Unfortunately, as the Greatest Generation dies out, the Overton Window on Hitler will shift. Even against the backdrop of the crazy things that are happening today, it’s hard to fathom that such monstrosities could occur, much less with the support and help of the otherwise good people in the region. The Greatest Generation’s ability to say “I was there, I saw this mess, it’s 100% true” was invaluable not only in refuting arguments to the contrary, but also in keeping a vigilant eye out for them even appearing again. No doubt Jews won’t forget, but I wish I could say the same for the rest of us.
There are more who won’t forget.
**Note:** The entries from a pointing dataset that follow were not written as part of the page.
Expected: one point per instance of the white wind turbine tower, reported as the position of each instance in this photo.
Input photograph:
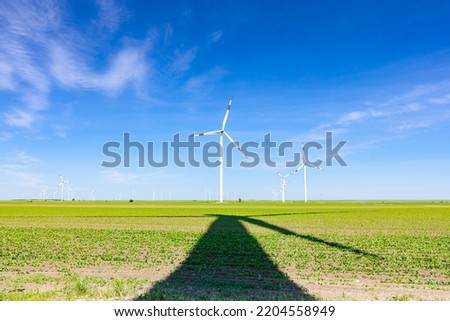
(44, 191)
(61, 185)
(305, 164)
(283, 184)
(222, 132)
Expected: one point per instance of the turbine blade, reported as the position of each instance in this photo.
(227, 112)
(213, 132)
(234, 143)
(313, 166)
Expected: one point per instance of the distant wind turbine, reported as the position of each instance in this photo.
(222, 132)
(305, 164)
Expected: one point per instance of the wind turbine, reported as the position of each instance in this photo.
(305, 164)
(274, 195)
(43, 191)
(222, 132)
(61, 185)
(283, 184)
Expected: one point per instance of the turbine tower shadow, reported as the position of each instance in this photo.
(227, 263)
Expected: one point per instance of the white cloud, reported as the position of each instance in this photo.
(183, 60)
(202, 82)
(127, 66)
(40, 47)
(110, 15)
(25, 158)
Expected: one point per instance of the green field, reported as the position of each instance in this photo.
(231, 251)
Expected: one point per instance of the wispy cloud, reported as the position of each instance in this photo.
(110, 15)
(204, 81)
(18, 170)
(40, 48)
(127, 66)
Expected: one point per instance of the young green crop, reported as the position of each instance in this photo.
(260, 250)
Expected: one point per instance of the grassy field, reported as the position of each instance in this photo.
(231, 251)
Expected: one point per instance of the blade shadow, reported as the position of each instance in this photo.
(308, 237)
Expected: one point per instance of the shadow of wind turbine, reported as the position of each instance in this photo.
(227, 263)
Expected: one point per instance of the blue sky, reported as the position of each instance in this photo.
(74, 75)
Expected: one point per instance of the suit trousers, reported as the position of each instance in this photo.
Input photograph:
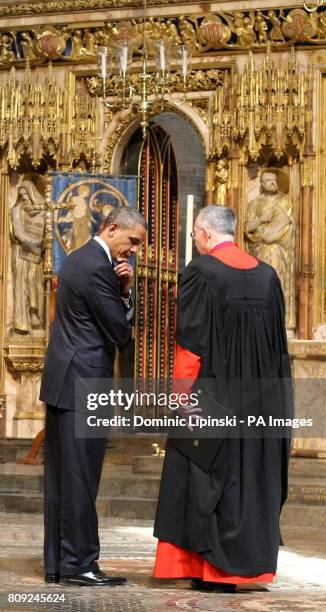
(72, 472)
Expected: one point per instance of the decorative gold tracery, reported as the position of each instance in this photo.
(262, 106)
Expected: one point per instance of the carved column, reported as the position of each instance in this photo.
(306, 271)
(4, 195)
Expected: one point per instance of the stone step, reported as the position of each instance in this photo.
(124, 507)
(121, 451)
(115, 482)
(307, 468)
(303, 515)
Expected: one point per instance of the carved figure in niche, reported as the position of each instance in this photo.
(27, 232)
(80, 217)
(270, 232)
(172, 32)
(261, 27)
(220, 182)
(244, 29)
(89, 43)
(322, 25)
(276, 33)
(77, 43)
(187, 33)
(6, 53)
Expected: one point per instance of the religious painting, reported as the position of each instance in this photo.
(82, 202)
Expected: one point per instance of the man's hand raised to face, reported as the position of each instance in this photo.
(125, 273)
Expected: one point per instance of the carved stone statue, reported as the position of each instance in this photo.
(270, 232)
(220, 182)
(27, 231)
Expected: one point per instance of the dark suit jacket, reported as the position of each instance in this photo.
(90, 320)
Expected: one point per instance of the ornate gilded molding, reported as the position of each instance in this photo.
(27, 366)
(264, 106)
(47, 120)
(70, 6)
(129, 117)
(201, 79)
(225, 31)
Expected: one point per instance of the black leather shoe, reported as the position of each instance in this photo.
(52, 578)
(212, 587)
(92, 579)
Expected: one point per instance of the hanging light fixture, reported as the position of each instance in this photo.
(153, 83)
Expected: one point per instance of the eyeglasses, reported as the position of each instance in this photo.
(193, 234)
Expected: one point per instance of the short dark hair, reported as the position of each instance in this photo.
(219, 218)
(125, 217)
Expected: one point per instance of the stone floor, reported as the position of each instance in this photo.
(128, 549)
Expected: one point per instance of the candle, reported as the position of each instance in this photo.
(124, 59)
(184, 62)
(189, 227)
(103, 63)
(162, 56)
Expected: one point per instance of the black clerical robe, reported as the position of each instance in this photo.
(229, 513)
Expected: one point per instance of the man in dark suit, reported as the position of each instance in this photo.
(93, 300)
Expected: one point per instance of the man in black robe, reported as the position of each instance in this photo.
(220, 499)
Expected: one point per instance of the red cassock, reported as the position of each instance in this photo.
(172, 561)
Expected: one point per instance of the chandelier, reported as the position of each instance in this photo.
(159, 73)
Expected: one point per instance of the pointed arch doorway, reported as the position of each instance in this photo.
(171, 164)
(153, 160)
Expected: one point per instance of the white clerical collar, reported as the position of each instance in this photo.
(104, 246)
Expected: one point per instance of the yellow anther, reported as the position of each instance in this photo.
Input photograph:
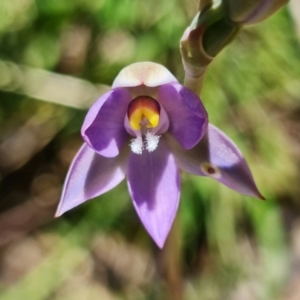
(143, 110)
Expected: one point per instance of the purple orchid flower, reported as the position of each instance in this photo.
(146, 129)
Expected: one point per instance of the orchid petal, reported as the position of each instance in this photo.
(218, 157)
(143, 73)
(187, 115)
(90, 175)
(153, 182)
(103, 128)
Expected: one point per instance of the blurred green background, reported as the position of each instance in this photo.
(56, 58)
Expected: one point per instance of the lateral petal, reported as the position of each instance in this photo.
(103, 128)
(90, 175)
(218, 157)
(187, 116)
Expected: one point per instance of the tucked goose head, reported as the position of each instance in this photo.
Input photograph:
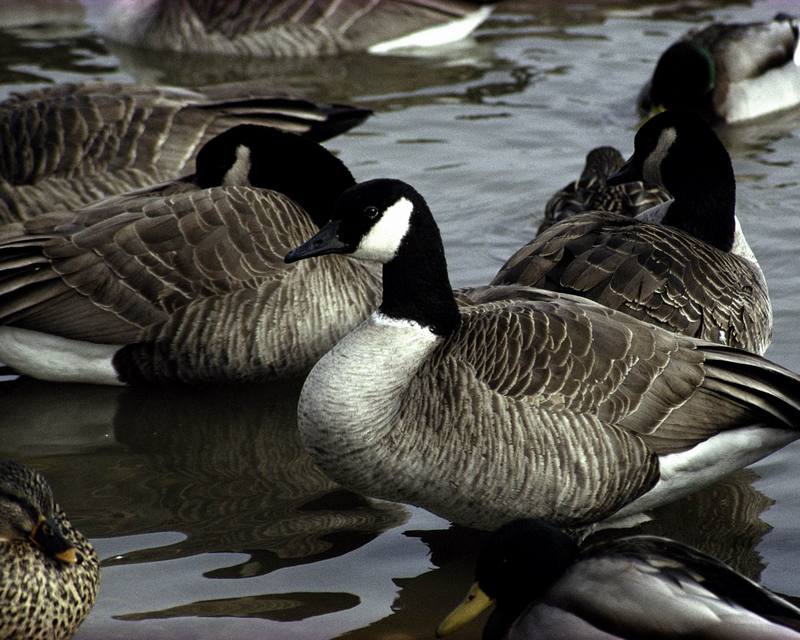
(520, 562)
(677, 150)
(27, 512)
(684, 77)
(267, 158)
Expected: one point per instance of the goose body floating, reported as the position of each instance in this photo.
(69, 145)
(591, 191)
(729, 72)
(545, 587)
(286, 29)
(48, 570)
(185, 281)
(684, 265)
(520, 402)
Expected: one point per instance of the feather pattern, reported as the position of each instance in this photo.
(71, 144)
(653, 272)
(281, 28)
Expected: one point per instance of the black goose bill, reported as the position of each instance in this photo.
(325, 241)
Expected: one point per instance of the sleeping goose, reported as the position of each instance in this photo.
(285, 28)
(48, 570)
(591, 192)
(71, 144)
(544, 586)
(729, 72)
(684, 265)
(521, 402)
(186, 281)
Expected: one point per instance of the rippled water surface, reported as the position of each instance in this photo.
(211, 520)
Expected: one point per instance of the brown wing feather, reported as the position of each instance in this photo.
(652, 272)
(137, 267)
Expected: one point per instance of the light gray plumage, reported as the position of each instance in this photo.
(520, 402)
(590, 192)
(688, 268)
(546, 587)
(729, 72)
(282, 28)
(71, 144)
(193, 282)
(42, 597)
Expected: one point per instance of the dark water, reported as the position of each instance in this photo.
(210, 518)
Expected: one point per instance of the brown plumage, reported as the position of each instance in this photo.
(45, 593)
(71, 144)
(280, 28)
(194, 282)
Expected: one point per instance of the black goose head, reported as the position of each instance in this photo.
(268, 158)
(370, 221)
(520, 562)
(683, 78)
(679, 151)
(27, 512)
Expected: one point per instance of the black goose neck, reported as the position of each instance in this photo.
(704, 192)
(416, 286)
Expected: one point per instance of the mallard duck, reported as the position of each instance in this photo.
(68, 145)
(505, 402)
(590, 192)
(186, 281)
(729, 72)
(48, 570)
(684, 265)
(283, 29)
(545, 586)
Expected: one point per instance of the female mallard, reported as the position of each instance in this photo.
(591, 191)
(684, 265)
(285, 28)
(521, 402)
(186, 281)
(544, 586)
(71, 144)
(48, 570)
(729, 72)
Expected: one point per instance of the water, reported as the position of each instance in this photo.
(210, 519)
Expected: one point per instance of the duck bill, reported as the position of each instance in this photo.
(48, 537)
(628, 172)
(325, 241)
(472, 606)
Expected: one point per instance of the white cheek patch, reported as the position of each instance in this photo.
(239, 173)
(382, 241)
(651, 170)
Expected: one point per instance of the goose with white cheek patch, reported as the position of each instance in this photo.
(592, 192)
(729, 72)
(48, 570)
(545, 586)
(67, 145)
(186, 282)
(684, 265)
(520, 402)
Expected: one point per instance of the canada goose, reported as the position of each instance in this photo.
(284, 28)
(729, 72)
(545, 586)
(71, 144)
(684, 265)
(48, 570)
(186, 281)
(522, 402)
(590, 192)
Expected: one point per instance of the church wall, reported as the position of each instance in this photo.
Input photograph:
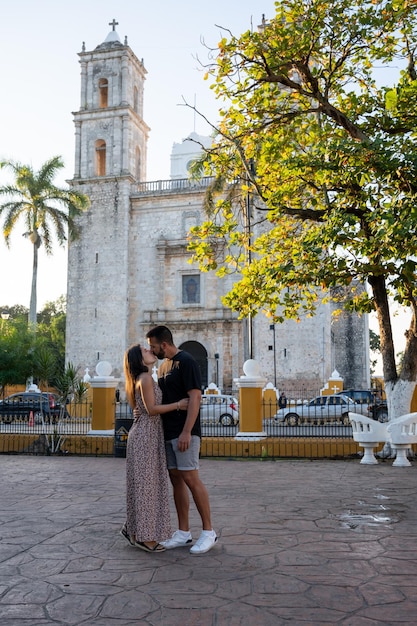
(127, 270)
(97, 279)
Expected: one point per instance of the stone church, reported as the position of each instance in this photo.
(130, 268)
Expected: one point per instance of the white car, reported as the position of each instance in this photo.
(219, 409)
(320, 410)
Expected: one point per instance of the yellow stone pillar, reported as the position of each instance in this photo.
(250, 403)
(103, 387)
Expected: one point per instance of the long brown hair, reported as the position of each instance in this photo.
(133, 366)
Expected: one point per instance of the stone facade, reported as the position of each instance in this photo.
(130, 268)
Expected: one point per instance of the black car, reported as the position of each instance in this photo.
(379, 411)
(23, 406)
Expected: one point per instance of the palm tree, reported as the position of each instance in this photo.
(44, 208)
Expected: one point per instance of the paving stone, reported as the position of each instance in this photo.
(304, 542)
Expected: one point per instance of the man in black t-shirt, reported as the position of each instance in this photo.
(179, 377)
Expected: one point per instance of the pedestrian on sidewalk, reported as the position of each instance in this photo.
(179, 376)
(147, 493)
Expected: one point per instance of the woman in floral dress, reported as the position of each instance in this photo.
(147, 492)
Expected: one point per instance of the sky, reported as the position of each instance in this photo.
(40, 73)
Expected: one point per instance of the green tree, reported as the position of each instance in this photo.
(326, 160)
(45, 209)
(24, 355)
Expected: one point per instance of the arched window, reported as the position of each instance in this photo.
(135, 99)
(103, 87)
(138, 164)
(100, 157)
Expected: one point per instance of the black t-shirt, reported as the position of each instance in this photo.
(176, 377)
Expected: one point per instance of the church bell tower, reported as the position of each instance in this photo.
(110, 159)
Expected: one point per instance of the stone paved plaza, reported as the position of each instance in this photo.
(300, 542)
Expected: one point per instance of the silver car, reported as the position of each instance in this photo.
(320, 410)
(219, 409)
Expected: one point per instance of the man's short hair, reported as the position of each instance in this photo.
(160, 333)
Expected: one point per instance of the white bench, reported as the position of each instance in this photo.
(368, 433)
(402, 432)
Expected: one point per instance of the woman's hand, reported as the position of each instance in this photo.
(183, 404)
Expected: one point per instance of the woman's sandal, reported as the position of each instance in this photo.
(143, 546)
(125, 534)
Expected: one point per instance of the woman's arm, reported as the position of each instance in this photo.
(145, 384)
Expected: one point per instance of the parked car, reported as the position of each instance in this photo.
(361, 396)
(19, 406)
(320, 410)
(219, 409)
(378, 411)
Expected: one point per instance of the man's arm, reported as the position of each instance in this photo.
(192, 412)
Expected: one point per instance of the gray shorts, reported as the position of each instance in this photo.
(183, 461)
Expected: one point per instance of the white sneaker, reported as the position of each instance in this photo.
(179, 538)
(205, 542)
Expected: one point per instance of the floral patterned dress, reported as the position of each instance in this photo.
(147, 491)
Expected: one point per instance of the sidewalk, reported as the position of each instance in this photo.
(300, 542)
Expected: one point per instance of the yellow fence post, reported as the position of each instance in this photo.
(104, 387)
(250, 403)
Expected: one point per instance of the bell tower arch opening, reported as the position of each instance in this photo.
(103, 88)
(100, 157)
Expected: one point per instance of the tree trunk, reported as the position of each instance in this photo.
(33, 293)
(379, 291)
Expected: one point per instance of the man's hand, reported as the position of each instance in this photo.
(184, 441)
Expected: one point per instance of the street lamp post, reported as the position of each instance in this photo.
(272, 327)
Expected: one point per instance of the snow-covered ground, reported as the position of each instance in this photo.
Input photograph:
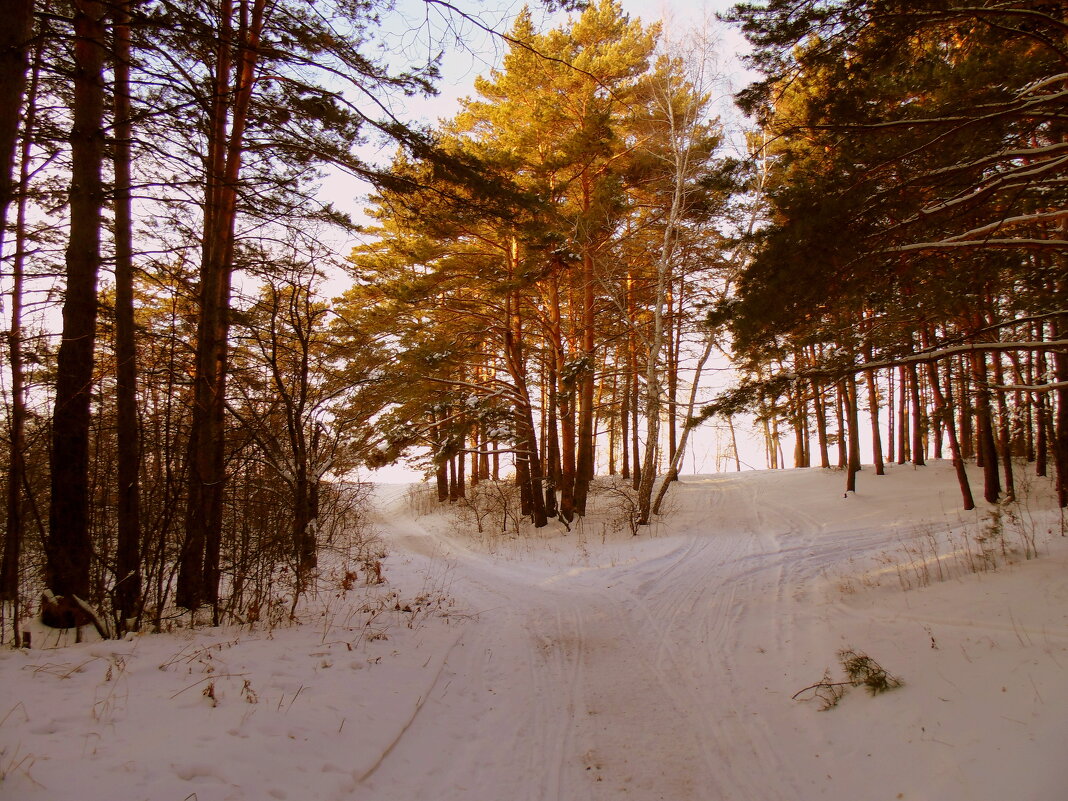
(593, 664)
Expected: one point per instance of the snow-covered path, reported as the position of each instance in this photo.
(662, 669)
(594, 665)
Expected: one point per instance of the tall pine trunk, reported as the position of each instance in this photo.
(199, 569)
(943, 408)
(68, 549)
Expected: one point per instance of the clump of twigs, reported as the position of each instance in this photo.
(861, 671)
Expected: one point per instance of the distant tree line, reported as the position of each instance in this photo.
(171, 380)
(914, 256)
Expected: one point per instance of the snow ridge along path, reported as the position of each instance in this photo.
(663, 668)
(594, 665)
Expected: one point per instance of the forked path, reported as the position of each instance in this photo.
(608, 672)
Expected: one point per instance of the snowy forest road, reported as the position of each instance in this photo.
(664, 666)
(602, 678)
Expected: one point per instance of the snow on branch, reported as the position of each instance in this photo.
(999, 244)
(1008, 221)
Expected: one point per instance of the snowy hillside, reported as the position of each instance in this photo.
(593, 664)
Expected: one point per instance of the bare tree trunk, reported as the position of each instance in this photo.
(852, 417)
(902, 420)
(916, 425)
(127, 599)
(199, 570)
(15, 529)
(672, 473)
(1003, 432)
(991, 484)
(943, 408)
(68, 548)
(585, 434)
(16, 34)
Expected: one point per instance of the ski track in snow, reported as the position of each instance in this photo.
(638, 677)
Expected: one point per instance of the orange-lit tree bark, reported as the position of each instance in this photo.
(68, 549)
(127, 593)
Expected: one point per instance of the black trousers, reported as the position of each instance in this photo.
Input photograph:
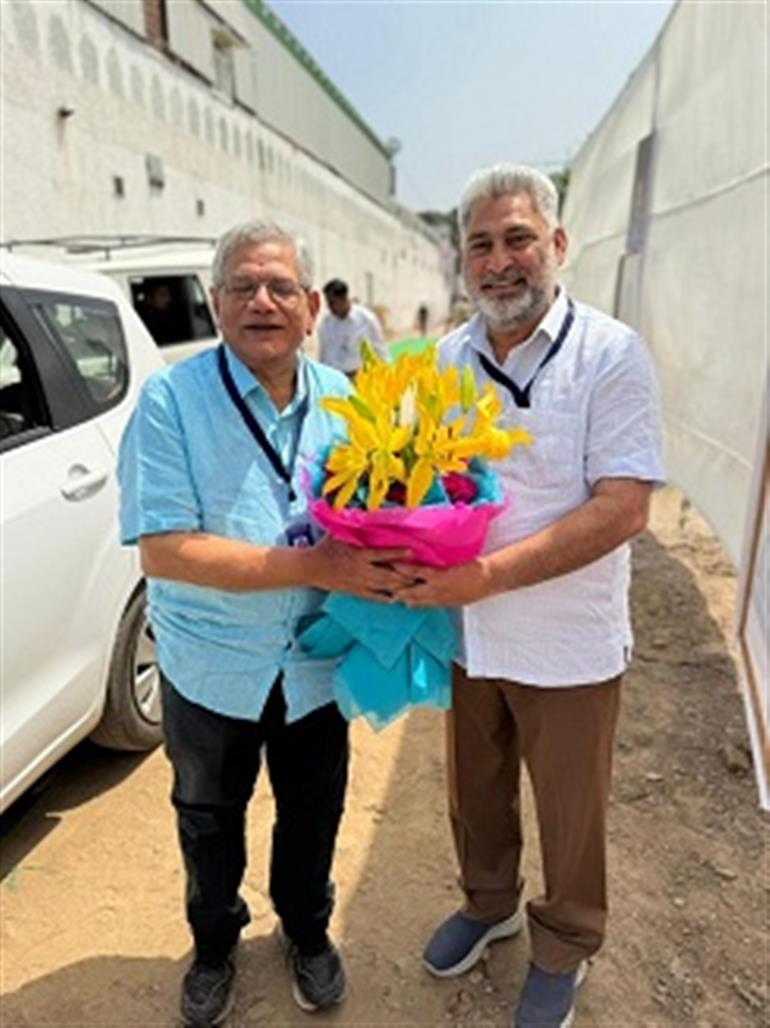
(216, 761)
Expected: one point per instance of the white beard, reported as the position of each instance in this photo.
(508, 315)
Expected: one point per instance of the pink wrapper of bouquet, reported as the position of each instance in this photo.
(439, 537)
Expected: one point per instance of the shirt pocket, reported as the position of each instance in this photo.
(553, 459)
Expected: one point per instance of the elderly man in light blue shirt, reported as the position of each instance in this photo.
(212, 492)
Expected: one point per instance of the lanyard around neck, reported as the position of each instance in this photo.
(284, 473)
(521, 396)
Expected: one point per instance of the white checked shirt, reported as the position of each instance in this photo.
(594, 414)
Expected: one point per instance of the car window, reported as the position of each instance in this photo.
(21, 408)
(93, 336)
(173, 307)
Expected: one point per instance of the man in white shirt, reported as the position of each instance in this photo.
(344, 327)
(546, 635)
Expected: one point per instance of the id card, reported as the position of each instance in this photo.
(300, 535)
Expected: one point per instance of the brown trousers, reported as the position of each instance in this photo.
(564, 737)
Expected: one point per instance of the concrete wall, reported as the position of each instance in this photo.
(219, 162)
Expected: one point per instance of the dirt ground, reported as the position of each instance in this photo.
(92, 921)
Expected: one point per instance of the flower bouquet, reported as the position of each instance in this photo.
(411, 474)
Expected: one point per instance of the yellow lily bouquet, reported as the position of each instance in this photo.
(411, 474)
(416, 442)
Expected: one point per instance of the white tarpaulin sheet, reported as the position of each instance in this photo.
(667, 218)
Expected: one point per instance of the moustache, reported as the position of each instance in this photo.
(507, 279)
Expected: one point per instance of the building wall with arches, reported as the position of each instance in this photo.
(105, 133)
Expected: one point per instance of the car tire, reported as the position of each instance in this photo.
(132, 711)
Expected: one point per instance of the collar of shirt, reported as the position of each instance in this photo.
(523, 359)
(254, 392)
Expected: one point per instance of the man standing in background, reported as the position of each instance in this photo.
(344, 327)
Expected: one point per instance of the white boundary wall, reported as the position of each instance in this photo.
(694, 269)
(129, 102)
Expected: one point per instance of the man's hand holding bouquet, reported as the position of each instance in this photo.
(411, 474)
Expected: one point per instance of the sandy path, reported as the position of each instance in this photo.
(92, 929)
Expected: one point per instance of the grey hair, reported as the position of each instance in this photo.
(507, 180)
(260, 231)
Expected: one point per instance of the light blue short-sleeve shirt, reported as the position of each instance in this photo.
(188, 463)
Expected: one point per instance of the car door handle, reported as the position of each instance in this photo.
(83, 482)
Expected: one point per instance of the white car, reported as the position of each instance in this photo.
(167, 280)
(77, 656)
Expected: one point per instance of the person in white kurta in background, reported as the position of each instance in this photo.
(344, 327)
(545, 610)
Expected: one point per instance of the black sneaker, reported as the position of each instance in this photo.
(319, 980)
(208, 993)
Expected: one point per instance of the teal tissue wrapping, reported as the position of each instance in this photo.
(391, 658)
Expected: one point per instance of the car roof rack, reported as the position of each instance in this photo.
(108, 245)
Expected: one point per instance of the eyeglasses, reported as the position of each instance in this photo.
(280, 290)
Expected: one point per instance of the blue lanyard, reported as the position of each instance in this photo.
(521, 396)
(284, 473)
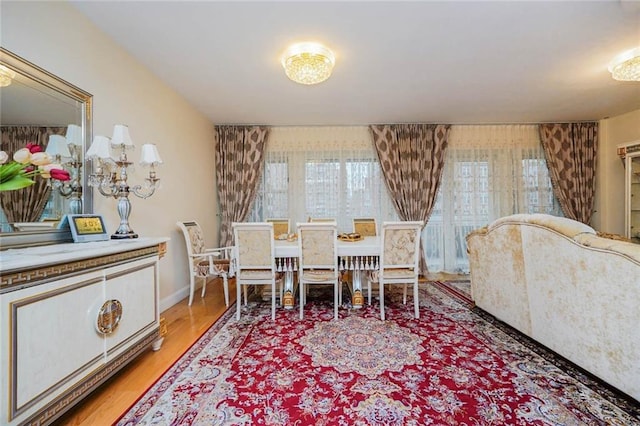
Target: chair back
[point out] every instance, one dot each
(317, 242)
(254, 246)
(400, 245)
(193, 237)
(365, 226)
(280, 226)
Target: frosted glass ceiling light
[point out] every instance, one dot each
(626, 66)
(308, 63)
(6, 76)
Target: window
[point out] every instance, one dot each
(490, 171)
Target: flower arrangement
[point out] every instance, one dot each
(28, 163)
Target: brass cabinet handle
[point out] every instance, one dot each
(109, 316)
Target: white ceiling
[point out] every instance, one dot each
(444, 62)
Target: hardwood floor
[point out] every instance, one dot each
(185, 324)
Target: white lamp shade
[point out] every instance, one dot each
(99, 148)
(149, 155)
(74, 134)
(58, 146)
(121, 136)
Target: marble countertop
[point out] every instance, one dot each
(32, 257)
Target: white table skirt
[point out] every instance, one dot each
(356, 256)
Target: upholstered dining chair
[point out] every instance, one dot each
(365, 226)
(318, 261)
(205, 263)
(280, 226)
(255, 262)
(399, 260)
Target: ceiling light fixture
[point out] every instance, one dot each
(308, 62)
(6, 76)
(626, 66)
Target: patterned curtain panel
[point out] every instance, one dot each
(239, 162)
(412, 158)
(27, 204)
(570, 150)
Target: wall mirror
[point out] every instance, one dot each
(35, 105)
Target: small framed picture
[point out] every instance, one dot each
(85, 227)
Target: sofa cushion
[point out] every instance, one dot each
(623, 247)
(563, 225)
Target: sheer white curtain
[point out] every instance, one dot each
(490, 171)
(327, 172)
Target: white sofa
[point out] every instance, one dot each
(558, 282)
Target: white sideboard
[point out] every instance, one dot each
(72, 315)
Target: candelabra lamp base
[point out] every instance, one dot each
(124, 236)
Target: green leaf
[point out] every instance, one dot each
(9, 171)
(18, 182)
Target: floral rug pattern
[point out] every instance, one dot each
(450, 367)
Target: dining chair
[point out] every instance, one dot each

My great-grandfather fought in both world wars, and brought his family to the US in 1942 (or so). I had the privilege to visit and talk with him over chess games. The things that were done to Poland, and the Polish… even some in our family for having a last name that sounds like it could be Jewish.
I am not surprised at the reappearance of right wing Hitler apologists. They have to keep up with the Joneses as Hitler has become popular with Left lately, as the frequent sightings of swastikas and “Hitler was right” banners at “protect Hamas from Israel’s wrath” events prove horseshoe theory. Then again hating Jews has been the one thing the far left and far right have consistently agreed on for years.
What seems clear is that there are forces at play, as well as the fact that the passage of time means that there are fewer and fewer WWII survivors around, contributing to young people on the left and the right who either deny or fundamentally do not understand the Holocaust and the inherent dangers in virulent antisemitism and the men like Hitler who espoused it. The question of which direction the Overton Window is being dragged, left or right, misses the point, because what is clearly happening is that it is being widened, such that defending someone as truly evil as Hitler or wanting to finish his signature policy with respect to the Jews is seen as less abhorent. Whether someone is the most “woke,” the most “intersectional,” the most “based,” or the most “trad” Hitler apologist is irrelevant, since that particular position negates any notion that they are capable of rational thought.
The basic notion that the Nazis of 1944 would be preferable to the Parisans of today is highly dubious in and of itself. Beyond that, the creators of this thesis assume that the Nazis, already more than a little hinky in 1944, would somehow have remained a static society in the 80 years since. There is really no basis for this. No other developed country has remained static since 1944. The greater likelihood, had Nazi society survived the war, is that its budding depravities would have increased well beyond even its own historic excesses.
It’s interesting to compare the actual podcast to the New York Times lies about it. Whoever wrote that article was clearly assuming that none of their readers would actually go to YouTube and watch it for themselves. I suppose it’s a fair assumption to make of their target audience.
Was it really that important to you to let everyone know you’re a Nazi sympathizer? I’m sure you believe you’re just being nuanced, but you’re just a plain old Holocaust denying Hitler loving Nazi sympathizer. And yes, there is something wrong with that.
You’re clearly in the New York Times target audience.